With no commercial flights or steamers into Ascension, we are likely to be the only visitors. A stroll through town, a hike into the volcanic landscapes along the coast and possibly a Zodiac cruise, will gives us glimpses of this out worldly island. Despite the introductions of sheep, goats, cows and cats amongst others, the island is still an important habitat to a number of seabirds such as red-billed tropicbird, Ascension frigatebird (an endemic breeder), and black noddy. The tropical sooty tern breeds here in vast numbers, estimated sometimes upwards of 1 million birds. After cats were eradicated from the islands in 2009, Ascension frigatebird has returned to breed on the main island.
Having two days at Ascension, allow us an evening excursion to one of the beaches famous for nesting green sea turtles, which come here in thousands each year.
DAY 24-27 AT SEA TOWARDS CAPE VERDE – AND CROSSING EQUATOR
By all likelihood we will cross the Equator at noon on day 25, Tuesday, April 11. We are in the area called the doldrums where the northern and southern trade winds converge and where light winds prevail.
Approaching Cap Verde, we will spend some time on deck to maximize our chances of spotting seabirds that are difficult to find anywhere else: such as Fea’s petrel, Cape Verde shearwater, Boyd’s shearwater and Bulwer’s petrel as well as brown booby.

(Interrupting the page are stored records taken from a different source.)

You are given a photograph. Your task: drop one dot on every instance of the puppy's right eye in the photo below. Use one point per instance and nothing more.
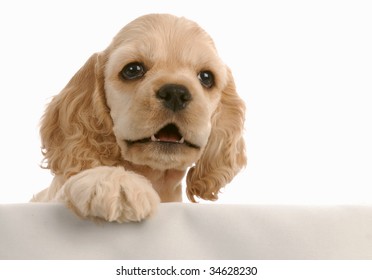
(133, 70)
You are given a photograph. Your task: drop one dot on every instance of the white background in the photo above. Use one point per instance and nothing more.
(304, 69)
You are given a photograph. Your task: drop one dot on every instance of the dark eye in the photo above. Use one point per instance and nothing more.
(133, 70)
(206, 78)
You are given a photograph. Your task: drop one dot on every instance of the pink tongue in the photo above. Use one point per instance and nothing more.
(169, 134)
(167, 137)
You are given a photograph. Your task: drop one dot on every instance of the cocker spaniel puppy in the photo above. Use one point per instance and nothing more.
(156, 104)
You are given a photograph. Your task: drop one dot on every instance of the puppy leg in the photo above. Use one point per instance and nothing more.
(110, 193)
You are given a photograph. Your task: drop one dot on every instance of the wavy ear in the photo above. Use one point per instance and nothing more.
(224, 156)
(76, 129)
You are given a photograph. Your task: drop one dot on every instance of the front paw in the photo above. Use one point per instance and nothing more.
(112, 194)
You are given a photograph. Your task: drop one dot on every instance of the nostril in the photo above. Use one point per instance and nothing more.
(174, 97)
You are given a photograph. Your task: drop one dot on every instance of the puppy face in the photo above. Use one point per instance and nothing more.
(163, 82)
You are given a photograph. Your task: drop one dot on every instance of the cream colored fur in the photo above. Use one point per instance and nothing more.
(87, 129)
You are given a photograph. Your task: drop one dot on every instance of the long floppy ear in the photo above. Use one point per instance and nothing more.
(76, 129)
(224, 155)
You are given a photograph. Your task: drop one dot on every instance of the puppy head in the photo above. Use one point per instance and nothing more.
(159, 96)
(163, 82)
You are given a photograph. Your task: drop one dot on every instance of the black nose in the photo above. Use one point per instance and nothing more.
(174, 97)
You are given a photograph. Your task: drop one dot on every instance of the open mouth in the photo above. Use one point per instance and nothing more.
(168, 134)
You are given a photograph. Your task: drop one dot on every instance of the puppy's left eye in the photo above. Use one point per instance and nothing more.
(206, 78)
(133, 70)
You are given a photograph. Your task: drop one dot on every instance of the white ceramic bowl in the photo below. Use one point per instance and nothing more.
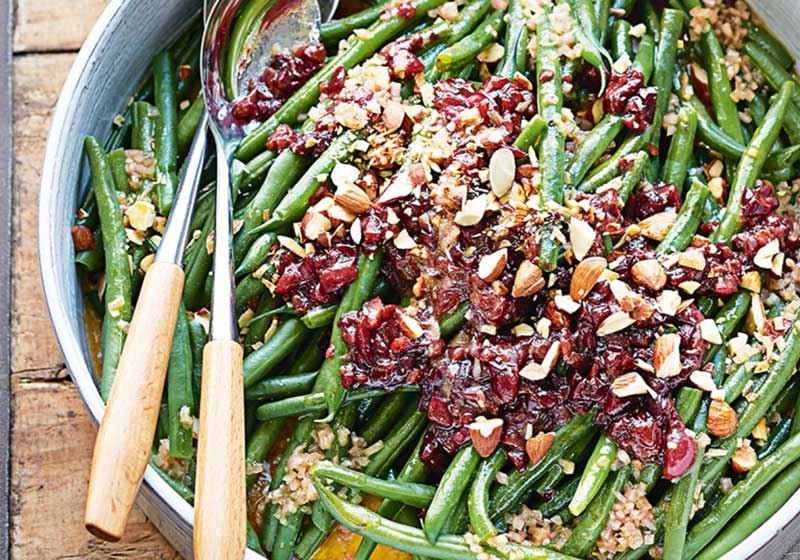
(115, 55)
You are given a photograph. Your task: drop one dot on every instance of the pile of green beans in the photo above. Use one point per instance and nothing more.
(294, 356)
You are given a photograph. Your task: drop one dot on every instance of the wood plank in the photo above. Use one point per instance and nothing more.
(54, 25)
(37, 82)
(52, 438)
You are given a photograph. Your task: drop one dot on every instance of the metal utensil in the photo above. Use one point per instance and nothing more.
(220, 516)
(126, 431)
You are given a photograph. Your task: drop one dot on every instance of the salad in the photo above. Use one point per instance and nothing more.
(515, 278)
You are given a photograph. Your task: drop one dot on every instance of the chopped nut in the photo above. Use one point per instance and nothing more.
(491, 266)
(485, 434)
(581, 237)
(722, 420)
(528, 280)
(502, 168)
(743, 459)
(352, 198)
(586, 275)
(649, 273)
(537, 446)
(471, 212)
(617, 321)
(655, 227)
(667, 355)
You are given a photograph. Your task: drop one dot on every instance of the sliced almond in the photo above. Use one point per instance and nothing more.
(630, 384)
(472, 211)
(703, 380)
(710, 332)
(491, 266)
(566, 303)
(581, 237)
(352, 198)
(586, 275)
(655, 227)
(538, 446)
(743, 460)
(617, 321)
(667, 355)
(764, 256)
(404, 241)
(722, 420)
(502, 168)
(528, 280)
(485, 434)
(344, 174)
(410, 326)
(649, 273)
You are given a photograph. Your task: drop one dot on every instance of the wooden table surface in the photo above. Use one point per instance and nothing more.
(51, 434)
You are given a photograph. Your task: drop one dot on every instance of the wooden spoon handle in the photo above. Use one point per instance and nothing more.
(126, 432)
(220, 519)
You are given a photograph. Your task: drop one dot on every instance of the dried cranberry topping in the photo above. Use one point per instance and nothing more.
(627, 95)
(316, 279)
(281, 78)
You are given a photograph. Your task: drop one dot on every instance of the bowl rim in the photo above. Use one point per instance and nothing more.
(79, 369)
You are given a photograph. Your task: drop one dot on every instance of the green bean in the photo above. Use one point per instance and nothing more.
(592, 148)
(470, 46)
(679, 512)
(515, 55)
(294, 204)
(594, 474)
(281, 387)
(166, 145)
(409, 493)
(519, 482)
(764, 40)
(333, 31)
(188, 124)
(551, 149)
(764, 471)
(759, 510)
(180, 394)
(248, 19)
(621, 41)
(685, 226)
(288, 336)
(782, 431)
(356, 52)
(764, 396)
(259, 445)
(478, 501)
(751, 163)
(681, 149)
(118, 290)
(370, 525)
(776, 77)
(530, 133)
(353, 299)
(588, 529)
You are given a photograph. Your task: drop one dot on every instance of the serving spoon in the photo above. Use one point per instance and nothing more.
(220, 518)
(128, 425)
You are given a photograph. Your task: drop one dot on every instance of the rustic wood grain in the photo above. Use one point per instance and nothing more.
(54, 25)
(51, 436)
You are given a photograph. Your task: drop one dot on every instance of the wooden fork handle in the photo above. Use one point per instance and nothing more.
(126, 432)
(220, 519)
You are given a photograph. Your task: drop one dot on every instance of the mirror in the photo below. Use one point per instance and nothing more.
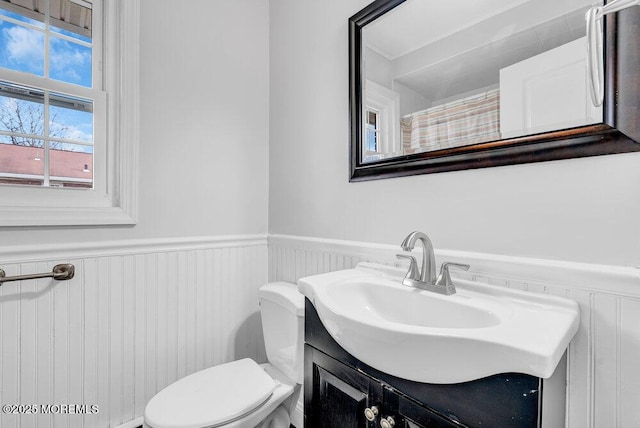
(438, 86)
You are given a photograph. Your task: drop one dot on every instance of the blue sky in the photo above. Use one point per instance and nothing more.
(22, 49)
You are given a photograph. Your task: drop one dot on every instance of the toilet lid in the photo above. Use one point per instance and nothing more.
(211, 397)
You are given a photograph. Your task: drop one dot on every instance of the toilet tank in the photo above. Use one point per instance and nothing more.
(282, 312)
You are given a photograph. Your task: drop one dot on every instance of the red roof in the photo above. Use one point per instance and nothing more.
(30, 161)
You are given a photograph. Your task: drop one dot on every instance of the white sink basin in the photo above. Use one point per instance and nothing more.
(427, 337)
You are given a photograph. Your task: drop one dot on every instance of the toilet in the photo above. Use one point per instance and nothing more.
(243, 393)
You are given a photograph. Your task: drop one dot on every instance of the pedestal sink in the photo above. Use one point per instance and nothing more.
(427, 337)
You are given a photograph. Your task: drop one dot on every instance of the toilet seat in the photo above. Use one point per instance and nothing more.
(212, 397)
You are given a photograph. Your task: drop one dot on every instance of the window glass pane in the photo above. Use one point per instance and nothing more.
(22, 48)
(18, 16)
(22, 113)
(70, 62)
(71, 166)
(21, 164)
(70, 118)
(72, 19)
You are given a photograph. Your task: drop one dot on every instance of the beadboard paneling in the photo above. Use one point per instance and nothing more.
(136, 317)
(603, 358)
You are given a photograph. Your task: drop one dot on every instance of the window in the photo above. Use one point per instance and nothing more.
(381, 123)
(67, 156)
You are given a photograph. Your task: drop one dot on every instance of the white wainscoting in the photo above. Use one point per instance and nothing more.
(604, 358)
(137, 316)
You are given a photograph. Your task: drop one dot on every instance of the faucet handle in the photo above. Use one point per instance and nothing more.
(444, 279)
(413, 272)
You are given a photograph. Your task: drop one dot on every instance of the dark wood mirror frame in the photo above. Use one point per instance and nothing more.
(619, 133)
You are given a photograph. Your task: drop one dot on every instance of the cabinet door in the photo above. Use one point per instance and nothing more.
(407, 413)
(336, 396)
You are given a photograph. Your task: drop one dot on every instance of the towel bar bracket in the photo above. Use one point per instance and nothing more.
(60, 272)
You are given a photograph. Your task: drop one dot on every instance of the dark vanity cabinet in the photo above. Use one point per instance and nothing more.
(340, 392)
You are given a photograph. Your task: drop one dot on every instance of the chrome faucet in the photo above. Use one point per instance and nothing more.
(428, 271)
(425, 278)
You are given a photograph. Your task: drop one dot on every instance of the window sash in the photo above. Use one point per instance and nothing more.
(113, 200)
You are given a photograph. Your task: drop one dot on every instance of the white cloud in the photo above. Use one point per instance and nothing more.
(25, 47)
(66, 59)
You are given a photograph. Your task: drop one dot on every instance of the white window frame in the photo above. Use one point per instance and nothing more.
(113, 200)
(387, 103)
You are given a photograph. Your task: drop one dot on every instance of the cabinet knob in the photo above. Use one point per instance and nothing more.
(370, 413)
(387, 422)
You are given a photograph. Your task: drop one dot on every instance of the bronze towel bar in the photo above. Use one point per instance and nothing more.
(60, 272)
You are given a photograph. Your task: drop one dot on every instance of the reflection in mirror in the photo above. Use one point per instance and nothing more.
(438, 75)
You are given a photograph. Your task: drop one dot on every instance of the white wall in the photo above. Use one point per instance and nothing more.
(204, 125)
(583, 210)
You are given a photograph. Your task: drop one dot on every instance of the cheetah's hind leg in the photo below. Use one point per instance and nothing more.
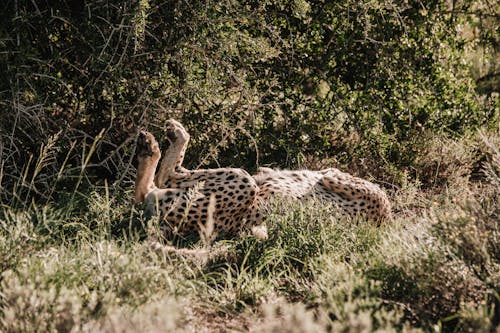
(359, 196)
(171, 165)
(148, 155)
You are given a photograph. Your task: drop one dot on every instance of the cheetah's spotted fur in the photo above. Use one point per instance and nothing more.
(182, 196)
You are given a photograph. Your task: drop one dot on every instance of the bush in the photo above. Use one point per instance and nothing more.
(254, 82)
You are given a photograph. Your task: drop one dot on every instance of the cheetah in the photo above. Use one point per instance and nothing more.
(352, 195)
(184, 197)
(239, 199)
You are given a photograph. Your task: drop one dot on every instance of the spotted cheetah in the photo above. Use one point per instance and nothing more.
(182, 196)
(240, 199)
(353, 195)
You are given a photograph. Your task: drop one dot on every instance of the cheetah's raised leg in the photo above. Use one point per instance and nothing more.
(148, 154)
(171, 165)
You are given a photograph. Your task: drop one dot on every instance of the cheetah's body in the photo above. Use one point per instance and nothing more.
(353, 195)
(184, 197)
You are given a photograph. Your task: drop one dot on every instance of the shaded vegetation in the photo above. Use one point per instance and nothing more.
(401, 91)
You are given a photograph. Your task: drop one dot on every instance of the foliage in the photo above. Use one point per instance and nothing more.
(275, 83)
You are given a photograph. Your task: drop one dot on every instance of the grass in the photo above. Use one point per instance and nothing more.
(86, 265)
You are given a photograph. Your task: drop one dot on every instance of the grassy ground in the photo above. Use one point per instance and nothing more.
(85, 264)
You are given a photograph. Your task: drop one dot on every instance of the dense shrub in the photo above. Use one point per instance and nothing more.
(255, 82)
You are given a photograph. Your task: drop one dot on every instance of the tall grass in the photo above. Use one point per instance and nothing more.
(84, 264)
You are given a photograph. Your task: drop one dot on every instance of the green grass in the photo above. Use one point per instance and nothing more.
(86, 265)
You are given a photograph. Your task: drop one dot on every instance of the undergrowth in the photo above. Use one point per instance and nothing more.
(87, 264)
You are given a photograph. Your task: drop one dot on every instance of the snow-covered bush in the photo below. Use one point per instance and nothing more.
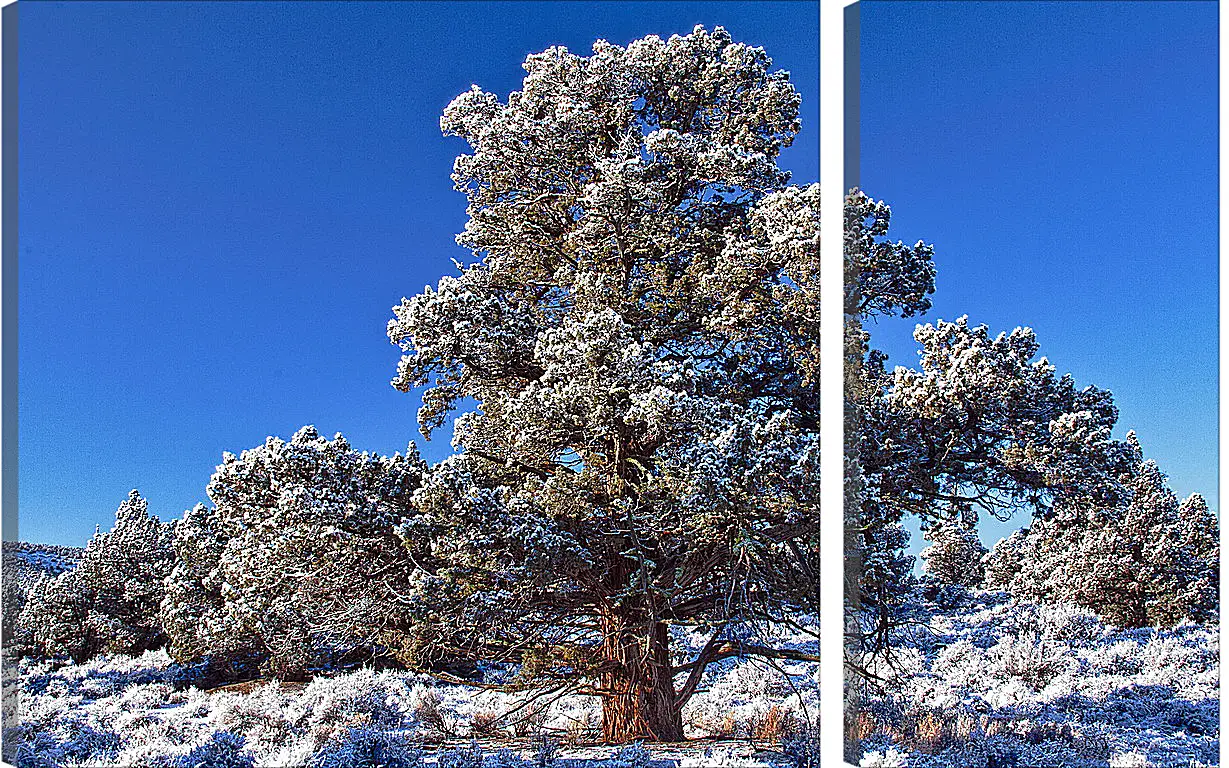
(467, 756)
(632, 756)
(109, 601)
(294, 564)
(223, 750)
(890, 758)
(369, 747)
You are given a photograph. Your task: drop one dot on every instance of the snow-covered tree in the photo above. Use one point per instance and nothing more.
(109, 601)
(981, 427)
(1148, 560)
(1002, 563)
(955, 553)
(296, 563)
(639, 332)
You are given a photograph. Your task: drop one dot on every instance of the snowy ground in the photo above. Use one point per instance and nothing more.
(994, 685)
(146, 712)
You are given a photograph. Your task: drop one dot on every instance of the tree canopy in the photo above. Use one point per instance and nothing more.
(638, 337)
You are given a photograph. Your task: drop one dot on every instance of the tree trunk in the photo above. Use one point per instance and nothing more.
(637, 683)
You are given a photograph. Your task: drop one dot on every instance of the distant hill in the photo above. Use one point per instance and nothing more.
(22, 558)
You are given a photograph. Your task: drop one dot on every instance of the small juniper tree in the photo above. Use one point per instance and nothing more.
(296, 564)
(639, 331)
(1003, 562)
(955, 553)
(109, 601)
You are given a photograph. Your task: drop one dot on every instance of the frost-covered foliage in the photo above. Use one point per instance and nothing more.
(639, 332)
(296, 563)
(1148, 560)
(149, 710)
(369, 747)
(955, 553)
(983, 425)
(1015, 683)
(25, 564)
(109, 601)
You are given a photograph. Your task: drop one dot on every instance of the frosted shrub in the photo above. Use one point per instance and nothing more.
(328, 705)
(1130, 760)
(258, 714)
(1068, 623)
(506, 758)
(368, 747)
(468, 756)
(632, 756)
(803, 747)
(891, 758)
(221, 751)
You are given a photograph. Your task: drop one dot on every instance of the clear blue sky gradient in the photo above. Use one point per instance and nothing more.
(219, 203)
(1062, 159)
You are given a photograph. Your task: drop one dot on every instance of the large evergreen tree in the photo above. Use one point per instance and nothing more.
(1148, 560)
(636, 348)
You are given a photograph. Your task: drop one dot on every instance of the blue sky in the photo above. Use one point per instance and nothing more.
(1062, 159)
(220, 203)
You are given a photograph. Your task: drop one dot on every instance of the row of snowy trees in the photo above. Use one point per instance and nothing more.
(634, 348)
(983, 427)
(1148, 560)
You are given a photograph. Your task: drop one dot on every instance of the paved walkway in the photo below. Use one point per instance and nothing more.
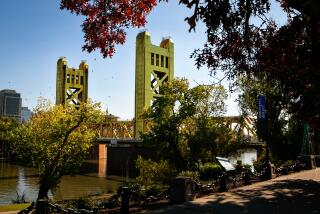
(294, 193)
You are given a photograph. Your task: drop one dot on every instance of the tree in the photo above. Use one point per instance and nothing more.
(7, 125)
(183, 121)
(241, 40)
(56, 140)
(285, 131)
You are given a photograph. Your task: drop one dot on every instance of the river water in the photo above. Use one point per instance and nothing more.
(20, 180)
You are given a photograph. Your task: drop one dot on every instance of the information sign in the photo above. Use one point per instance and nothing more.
(261, 107)
(225, 164)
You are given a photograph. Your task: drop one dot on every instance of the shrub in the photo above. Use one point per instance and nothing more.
(194, 175)
(210, 171)
(151, 172)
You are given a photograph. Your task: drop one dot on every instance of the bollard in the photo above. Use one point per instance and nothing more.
(223, 183)
(124, 200)
(246, 177)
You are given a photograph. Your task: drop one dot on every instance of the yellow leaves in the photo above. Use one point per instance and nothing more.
(56, 135)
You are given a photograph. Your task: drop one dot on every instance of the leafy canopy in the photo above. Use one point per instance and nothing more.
(56, 140)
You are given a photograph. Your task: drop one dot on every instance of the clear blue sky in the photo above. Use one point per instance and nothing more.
(35, 33)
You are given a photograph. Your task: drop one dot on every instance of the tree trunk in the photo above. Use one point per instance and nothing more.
(44, 188)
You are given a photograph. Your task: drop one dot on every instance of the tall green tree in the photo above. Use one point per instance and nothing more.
(242, 40)
(284, 130)
(7, 126)
(56, 140)
(183, 125)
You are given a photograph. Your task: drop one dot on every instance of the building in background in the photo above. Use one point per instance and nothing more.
(154, 67)
(10, 104)
(25, 114)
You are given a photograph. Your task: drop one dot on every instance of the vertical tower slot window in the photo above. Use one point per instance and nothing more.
(152, 58)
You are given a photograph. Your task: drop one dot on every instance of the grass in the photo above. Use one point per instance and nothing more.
(13, 207)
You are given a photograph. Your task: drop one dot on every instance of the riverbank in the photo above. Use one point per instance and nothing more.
(295, 194)
(19, 180)
(12, 208)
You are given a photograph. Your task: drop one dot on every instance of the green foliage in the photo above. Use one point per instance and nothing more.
(210, 171)
(186, 123)
(284, 129)
(151, 173)
(7, 125)
(81, 203)
(194, 175)
(56, 140)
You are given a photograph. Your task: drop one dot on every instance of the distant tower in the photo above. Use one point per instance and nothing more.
(154, 67)
(10, 104)
(72, 84)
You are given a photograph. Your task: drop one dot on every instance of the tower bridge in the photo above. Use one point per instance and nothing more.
(118, 140)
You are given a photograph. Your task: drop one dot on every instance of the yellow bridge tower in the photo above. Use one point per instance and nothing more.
(154, 67)
(72, 84)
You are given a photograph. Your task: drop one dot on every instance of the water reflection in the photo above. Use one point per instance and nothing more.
(24, 180)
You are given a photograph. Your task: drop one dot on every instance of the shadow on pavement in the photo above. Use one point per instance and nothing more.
(285, 196)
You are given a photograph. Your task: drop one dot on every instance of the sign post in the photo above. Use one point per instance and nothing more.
(263, 130)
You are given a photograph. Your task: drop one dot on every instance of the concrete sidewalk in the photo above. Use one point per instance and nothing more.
(294, 193)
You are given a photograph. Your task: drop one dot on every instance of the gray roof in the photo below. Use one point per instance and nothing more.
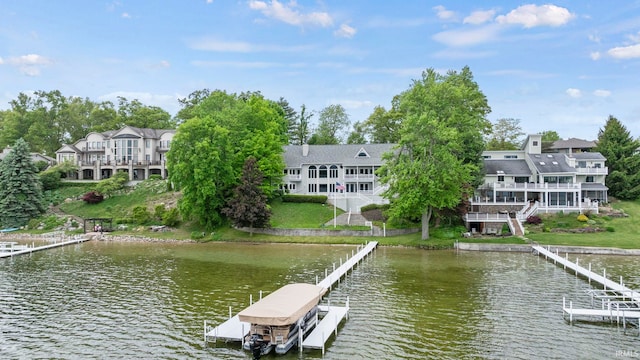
(346, 154)
(588, 156)
(551, 163)
(573, 143)
(508, 167)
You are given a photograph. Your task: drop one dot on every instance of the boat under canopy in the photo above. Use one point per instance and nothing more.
(284, 306)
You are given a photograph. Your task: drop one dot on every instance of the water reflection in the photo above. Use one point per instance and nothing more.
(139, 300)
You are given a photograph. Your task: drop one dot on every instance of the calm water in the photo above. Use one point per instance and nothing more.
(139, 300)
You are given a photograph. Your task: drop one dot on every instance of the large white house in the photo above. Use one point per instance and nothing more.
(516, 184)
(138, 151)
(524, 182)
(345, 173)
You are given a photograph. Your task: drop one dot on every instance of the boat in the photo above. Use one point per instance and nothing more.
(280, 319)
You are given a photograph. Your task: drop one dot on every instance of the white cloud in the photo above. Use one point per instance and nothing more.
(288, 14)
(574, 93)
(443, 13)
(29, 64)
(210, 44)
(345, 31)
(625, 52)
(531, 15)
(479, 17)
(467, 37)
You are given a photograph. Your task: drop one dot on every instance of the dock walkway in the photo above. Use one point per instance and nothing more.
(23, 249)
(235, 330)
(618, 301)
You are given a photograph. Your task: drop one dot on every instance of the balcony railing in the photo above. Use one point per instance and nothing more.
(594, 171)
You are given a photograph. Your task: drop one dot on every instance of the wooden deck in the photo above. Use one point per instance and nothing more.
(235, 330)
(618, 301)
(328, 325)
(30, 249)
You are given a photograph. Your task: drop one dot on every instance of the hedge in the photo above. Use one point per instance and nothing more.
(319, 199)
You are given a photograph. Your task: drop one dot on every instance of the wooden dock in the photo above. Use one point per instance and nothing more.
(618, 301)
(235, 330)
(15, 250)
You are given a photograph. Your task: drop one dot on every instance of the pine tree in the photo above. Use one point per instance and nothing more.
(20, 187)
(248, 207)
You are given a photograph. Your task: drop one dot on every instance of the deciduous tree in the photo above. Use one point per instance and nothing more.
(20, 188)
(248, 207)
(620, 148)
(441, 140)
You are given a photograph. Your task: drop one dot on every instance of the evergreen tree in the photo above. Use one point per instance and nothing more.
(248, 207)
(20, 188)
(618, 146)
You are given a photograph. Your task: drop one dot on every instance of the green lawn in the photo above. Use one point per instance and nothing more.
(300, 215)
(625, 235)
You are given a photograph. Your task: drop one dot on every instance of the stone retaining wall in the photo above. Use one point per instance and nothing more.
(323, 232)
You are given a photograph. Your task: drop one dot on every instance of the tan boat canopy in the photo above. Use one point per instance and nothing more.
(283, 306)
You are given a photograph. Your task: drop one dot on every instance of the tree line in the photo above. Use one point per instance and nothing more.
(229, 145)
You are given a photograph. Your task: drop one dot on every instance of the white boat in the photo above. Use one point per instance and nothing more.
(281, 318)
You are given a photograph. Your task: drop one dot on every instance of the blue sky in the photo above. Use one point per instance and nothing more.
(563, 66)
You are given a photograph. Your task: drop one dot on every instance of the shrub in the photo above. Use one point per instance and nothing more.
(141, 215)
(534, 220)
(92, 197)
(318, 199)
(171, 217)
(582, 218)
(197, 235)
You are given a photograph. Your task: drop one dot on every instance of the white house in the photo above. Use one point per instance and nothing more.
(138, 151)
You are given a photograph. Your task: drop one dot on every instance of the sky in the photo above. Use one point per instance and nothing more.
(563, 66)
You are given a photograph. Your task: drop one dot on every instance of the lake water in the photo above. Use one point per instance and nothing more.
(149, 300)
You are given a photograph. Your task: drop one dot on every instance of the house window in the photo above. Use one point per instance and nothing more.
(333, 172)
(323, 172)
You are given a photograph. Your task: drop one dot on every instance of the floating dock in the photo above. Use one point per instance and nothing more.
(11, 249)
(235, 330)
(618, 301)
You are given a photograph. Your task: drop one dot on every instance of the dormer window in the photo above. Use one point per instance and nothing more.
(362, 153)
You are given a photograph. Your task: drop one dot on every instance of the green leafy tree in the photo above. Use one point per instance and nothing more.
(620, 148)
(110, 186)
(358, 135)
(332, 120)
(299, 134)
(383, 126)
(248, 207)
(506, 135)
(208, 151)
(440, 146)
(548, 138)
(21, 197)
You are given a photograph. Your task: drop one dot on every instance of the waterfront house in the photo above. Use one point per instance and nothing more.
(138, 151)
(521, 183)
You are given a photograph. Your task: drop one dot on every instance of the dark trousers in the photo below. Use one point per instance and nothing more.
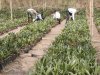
(30, 17)
(68, 16)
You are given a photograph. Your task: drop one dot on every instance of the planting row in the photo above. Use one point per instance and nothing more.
(97, 18)
(8, 25)
(12, 45)
(71, 53)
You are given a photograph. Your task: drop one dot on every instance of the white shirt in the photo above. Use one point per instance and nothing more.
(31, 11)
(56, 15)
(73, 11)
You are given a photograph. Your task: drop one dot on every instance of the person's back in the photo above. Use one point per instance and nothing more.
(57, 16)
(31, 13)
(71, 13)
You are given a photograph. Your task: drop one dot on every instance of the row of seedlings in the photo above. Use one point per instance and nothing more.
(71, 53)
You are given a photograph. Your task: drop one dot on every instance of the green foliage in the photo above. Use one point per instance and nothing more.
(71, 53)
(13, 43)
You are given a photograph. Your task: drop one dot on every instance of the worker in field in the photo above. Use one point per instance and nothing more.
(57, 16)
(71, 14)
(33, 15)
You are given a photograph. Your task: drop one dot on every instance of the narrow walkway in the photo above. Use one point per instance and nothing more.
(25, 62)
(14, 31)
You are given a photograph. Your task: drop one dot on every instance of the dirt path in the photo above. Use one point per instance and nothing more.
(95, 35)
(25, 62)
(14, 31)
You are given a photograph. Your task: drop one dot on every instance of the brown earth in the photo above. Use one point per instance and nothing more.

There should also be good chances of seeing Atlantic dolphin, pantropical spotted dolphins, and short-finned pilot whales.
DAY 28 CAPE VERDE ISLAND. AT QUAY IN PORTO PRAIA. DISEMBARKATION AND HOMEBOUND FLIGHT
Cape Verde, or the official name, República de Cabo Verde, is a group of ten volcanic islands with a Portuguese speaking population of half a million people. The islands were discovered by Portuguese navigators, and they played a central role in the era of the Atlantic slave-trade. Cape Verde received its independence from Portugal in 1975.
Like the other isolated Atlantic islands, we have visited on this journey, these islands are home to a number of endemic species of birds, plants and even reptiles. Within reach of Porto Praia, it should be possible to encounter breeding red-billed tropicbirds on the local Praia cliffs. The endemic Cape Verde Swift is also likely to be observed as well as the lago sparrow.
Ocean Albatros will be alongside in Porto Praia by mid-morning on Friday, April 14. After four weeks on board, it's time to say a heartfelt farewell to Ocean Albatros's faithful crew, and get ready for the homebound flight.